Cavity-Quantum Electrodynamics with Moir\'e Flatband Photonic Crystals

TL;DR

This paper introduces a moiré photonic crystal cavity with flatband dispersion that significantly enhances and controls quantum emitter emission, demonstrating tunable quantum dot lifetimes and potential for quantum technologies.

Contribution

The study presents a novel multilayer moiré photonic crystal cavity design that achieves high Purcell factors with positional tolerance, enabling advanced quantum light sources and quantum network components.

Findings

Achieved a 40-fold tuning of quantum dot lifetime from 42 ps to 1692 ps.

Demonstrated strong Purcell enhancement and inhibition effects.
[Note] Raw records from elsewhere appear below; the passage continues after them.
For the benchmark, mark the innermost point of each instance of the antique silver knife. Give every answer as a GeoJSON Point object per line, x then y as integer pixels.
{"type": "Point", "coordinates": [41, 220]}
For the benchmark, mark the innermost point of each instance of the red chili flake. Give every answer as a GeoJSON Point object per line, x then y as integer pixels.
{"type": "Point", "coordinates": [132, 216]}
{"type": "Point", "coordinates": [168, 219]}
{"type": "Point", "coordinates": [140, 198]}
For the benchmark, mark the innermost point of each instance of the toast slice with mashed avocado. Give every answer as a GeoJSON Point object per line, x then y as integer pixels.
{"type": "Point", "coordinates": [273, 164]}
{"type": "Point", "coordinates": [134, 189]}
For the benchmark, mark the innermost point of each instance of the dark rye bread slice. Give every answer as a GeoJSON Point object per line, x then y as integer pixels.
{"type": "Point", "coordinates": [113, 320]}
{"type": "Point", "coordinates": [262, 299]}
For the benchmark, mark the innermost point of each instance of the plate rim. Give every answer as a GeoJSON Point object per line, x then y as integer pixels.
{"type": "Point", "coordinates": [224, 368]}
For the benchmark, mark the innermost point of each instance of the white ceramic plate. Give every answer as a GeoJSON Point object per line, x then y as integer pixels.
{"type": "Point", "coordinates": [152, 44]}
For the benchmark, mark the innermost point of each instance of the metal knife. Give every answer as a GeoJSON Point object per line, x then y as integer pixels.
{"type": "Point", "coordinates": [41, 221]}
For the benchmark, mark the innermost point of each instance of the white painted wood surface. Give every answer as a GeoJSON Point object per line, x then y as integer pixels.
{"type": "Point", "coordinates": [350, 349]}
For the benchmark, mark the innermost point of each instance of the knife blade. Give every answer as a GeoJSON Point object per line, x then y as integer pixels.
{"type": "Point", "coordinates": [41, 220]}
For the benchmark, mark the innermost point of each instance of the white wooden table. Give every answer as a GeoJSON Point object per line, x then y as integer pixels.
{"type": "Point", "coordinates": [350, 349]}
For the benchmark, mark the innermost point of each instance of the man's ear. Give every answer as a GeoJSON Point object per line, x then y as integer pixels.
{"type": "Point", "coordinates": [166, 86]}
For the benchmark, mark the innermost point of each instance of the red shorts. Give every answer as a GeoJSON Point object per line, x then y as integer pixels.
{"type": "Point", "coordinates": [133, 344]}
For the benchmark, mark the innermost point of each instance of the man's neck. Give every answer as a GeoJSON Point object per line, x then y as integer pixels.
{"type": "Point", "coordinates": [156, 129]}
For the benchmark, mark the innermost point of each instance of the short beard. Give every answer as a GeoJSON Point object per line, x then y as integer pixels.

Validated coupling between moiré cavity and quantum dot through polarization control.

Abstract

Quantum emitters are a key component in photonic quantum technologies. Enhancing their single-photon emission by engineering the photonic environment using cavities can significantly improve the overall efficiency in quantum information processing. However, this enhancement is often constrained by the need for precise nanoscale control over the emitter's position within micro- or nano-cavities. Inspired by the fascinating physics of moir\'e patterns, we present an approach to strongly modify the spontaneous emission rate of a quantum emitter using a finely designed multilayer moir\'e photonic crystal with a robust isolated-flatband dispersion. Theoretical analysis reveals that, due to its nearly infinite photonic density of states, the moir\'e cavity can simultaneously achieve a high Purcell factor and exhibit large tolerance over the emitter's position. We experimentally demonstrate the coupling between this moir\'e cavity and a quantum dot through the cavity-determined polarization of the dot's emission. The radiative lifetime of the quantum dot can be tuned by a factor of 40, ranging from 42 ps to 1692 ps, which is attributed to strong Purcell enhancement and Purcell inhibition effects. Our findings pave the way for moir\'e flatband cavity-enhanced quantum light sources, quantum optical switches, and quantum nodes for quantum internet applications.